DetectionFunction Adjustments Truncation AIC Density D.CV Lower.CI Upper.CI
Half-nomal None 34.2 919.1403 79.62956 0.1256098 62.12053 102.07360
Half-nomal None 20.0 764.3046 70.82577 0.1572081 51.97829 96.50740
Hazard rate None 20.0 767.2114 62.36395 0.1873007 43.20835 90.01183
Uniform Cosine 20.0 765.5030 75.04383 0.1436218 56.51495 99.64755
# Plot probability density functions
par(mfrow=c(2,2))
plot(ptdat.hn, main="Half normal, no truncation", pdf=TRUE)
plot(ptdat.hn.t20m, main="Half normal, truncation 20m", pdf=TRUE)
plot(ptdat.hr.t20m, main="Hazard rate, truncation 20m", pdf=TRUE)
plot(ptdat.uf.cos.t20m, main="Uniform with cosine, truncation 20m", pdf=TRUE)

We see a fair degree of variability between analyses - reliable analysis of point transect data is more difficult than for line transect data. We see greater loss in precision from truncating data relative to line transect sampling, but if we don’t truncate data, different models can give widely differing estimates.

Wren data (Optional)

In the code provided below, each dataset is loaded and then detection functions that we selected are fitted.

# Wren data for Method 1 (5 min counts)
load("wren1.RData")
# Wren data for Method 2 (snapshot)
load("wren2.RData")
# Method 1
wren1.uf.cos.t110 <- ds(data=wren1, key="unif", adjustment="cos", 
                        transect="point", truncation=110, convert.units=0.01)
# Method 2
wren2.hr.cos.t110 <- ds(data=wren2, key="hr", adjustment=NULL, 
                        transect="point", truncation=110, convert.units=0.01)
Winter wren density estimates from 5 minute counts and snapshot moment.
Method Density Lower.CI Upper.CI
1 1.284510 0.7894791 2.089942
2 1.023128 0.7948734 1.316927
# Plot detection functions
par(mfrow=c(1,2))
plot(wren1.uf.cos.t110, main="5 minute count")
plot(wren2.hr.cos.t110, main="Snapshot moment")
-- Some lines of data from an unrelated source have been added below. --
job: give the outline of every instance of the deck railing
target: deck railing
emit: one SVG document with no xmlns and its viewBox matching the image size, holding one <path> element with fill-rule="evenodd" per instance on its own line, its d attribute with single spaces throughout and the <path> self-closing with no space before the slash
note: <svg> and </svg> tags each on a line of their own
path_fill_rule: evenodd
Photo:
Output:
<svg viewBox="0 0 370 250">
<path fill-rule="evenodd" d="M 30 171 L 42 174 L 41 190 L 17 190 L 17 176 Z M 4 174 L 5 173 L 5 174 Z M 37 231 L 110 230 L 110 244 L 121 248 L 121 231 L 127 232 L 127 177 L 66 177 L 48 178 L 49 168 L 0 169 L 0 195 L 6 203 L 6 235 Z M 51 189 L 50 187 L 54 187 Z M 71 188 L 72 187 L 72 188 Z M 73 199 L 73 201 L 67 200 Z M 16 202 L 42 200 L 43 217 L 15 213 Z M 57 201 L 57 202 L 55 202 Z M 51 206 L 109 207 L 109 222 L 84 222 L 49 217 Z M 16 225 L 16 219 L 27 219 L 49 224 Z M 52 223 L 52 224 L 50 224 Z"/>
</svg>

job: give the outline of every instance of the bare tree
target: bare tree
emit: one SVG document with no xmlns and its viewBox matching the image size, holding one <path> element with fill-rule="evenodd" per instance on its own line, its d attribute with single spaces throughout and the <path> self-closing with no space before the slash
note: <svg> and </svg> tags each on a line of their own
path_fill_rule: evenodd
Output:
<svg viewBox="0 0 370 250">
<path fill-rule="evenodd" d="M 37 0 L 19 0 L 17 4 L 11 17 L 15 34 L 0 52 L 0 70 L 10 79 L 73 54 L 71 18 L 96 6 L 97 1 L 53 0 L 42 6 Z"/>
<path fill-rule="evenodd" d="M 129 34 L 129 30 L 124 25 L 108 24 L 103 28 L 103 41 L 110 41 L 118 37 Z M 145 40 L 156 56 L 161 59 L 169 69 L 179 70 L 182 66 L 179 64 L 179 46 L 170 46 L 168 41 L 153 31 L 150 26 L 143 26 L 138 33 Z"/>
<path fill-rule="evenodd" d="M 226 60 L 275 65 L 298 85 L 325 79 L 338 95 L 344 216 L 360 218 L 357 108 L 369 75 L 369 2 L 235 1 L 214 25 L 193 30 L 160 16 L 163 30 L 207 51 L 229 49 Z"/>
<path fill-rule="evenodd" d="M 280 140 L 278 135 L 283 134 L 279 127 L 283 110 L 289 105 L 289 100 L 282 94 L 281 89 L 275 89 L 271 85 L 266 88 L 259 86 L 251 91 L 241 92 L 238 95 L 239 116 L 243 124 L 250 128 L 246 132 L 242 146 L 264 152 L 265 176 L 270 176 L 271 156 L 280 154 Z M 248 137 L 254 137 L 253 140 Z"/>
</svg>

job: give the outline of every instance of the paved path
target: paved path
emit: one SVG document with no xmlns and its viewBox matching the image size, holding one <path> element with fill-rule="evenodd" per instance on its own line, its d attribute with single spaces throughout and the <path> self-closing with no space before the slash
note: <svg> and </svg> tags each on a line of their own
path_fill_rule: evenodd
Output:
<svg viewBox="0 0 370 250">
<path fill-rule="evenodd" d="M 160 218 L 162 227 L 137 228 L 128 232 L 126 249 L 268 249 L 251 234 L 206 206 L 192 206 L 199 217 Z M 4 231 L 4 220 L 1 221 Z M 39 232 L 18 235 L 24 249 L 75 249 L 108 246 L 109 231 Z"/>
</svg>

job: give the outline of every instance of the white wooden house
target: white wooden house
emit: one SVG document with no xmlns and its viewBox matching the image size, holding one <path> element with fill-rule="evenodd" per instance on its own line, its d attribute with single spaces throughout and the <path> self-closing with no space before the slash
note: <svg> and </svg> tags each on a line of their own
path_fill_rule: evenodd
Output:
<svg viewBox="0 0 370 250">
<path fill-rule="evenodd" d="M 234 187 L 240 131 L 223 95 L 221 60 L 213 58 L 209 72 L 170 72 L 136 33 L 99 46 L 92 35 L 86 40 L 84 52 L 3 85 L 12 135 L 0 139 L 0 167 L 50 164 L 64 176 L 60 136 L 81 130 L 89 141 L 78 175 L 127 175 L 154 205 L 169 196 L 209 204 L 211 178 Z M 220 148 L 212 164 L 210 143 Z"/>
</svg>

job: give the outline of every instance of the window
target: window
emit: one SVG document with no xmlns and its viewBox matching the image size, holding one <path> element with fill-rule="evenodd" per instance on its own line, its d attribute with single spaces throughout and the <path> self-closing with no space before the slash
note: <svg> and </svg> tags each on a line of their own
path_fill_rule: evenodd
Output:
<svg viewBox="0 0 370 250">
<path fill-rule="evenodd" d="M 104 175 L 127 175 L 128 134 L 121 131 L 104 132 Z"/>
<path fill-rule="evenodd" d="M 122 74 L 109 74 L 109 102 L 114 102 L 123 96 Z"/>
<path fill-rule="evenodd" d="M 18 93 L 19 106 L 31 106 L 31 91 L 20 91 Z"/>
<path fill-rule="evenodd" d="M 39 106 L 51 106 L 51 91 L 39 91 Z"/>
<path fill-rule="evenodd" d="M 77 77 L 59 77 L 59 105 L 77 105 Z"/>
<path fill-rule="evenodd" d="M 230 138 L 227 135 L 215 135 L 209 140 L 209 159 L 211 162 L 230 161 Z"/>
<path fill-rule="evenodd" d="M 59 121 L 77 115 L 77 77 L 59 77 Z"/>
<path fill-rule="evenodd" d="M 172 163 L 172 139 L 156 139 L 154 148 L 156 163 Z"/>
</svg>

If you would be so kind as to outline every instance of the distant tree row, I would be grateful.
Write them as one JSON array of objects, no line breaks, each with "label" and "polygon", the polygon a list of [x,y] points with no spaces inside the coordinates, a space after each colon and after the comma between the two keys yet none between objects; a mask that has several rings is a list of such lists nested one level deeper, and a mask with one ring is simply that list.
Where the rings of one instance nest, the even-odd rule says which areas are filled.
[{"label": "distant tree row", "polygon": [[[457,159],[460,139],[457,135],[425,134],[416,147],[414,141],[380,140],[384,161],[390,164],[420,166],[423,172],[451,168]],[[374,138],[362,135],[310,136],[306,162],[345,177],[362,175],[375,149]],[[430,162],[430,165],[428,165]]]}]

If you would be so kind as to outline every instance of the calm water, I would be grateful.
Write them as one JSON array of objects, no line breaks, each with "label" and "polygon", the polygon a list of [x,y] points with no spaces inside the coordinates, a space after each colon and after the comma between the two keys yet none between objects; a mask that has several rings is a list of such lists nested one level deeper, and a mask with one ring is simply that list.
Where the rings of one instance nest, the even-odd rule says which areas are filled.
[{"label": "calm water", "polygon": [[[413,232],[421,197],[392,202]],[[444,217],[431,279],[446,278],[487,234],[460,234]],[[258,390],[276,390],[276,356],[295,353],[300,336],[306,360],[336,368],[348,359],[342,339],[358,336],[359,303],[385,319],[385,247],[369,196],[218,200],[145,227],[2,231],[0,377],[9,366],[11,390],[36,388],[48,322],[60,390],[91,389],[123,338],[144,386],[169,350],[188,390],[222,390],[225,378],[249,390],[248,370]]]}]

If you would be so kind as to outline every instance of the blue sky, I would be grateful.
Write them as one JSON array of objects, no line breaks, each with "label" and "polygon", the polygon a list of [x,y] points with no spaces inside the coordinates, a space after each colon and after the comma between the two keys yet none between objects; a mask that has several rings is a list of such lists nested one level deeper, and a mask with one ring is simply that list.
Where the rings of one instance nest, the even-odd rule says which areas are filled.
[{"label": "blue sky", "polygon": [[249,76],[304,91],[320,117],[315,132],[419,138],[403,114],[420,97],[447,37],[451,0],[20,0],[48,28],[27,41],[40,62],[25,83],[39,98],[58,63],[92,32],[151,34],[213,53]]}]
As the detection distance histograms indicate, winter wren showed evidence of observer avoidance, more than other species in the Montrave study. We show the detection function graph rather than the PDF to emphasise the evasive movement aspect of the data. If you conduct the goodness of fit test, using gof_ds(), you will find that the models still suitably fit the data.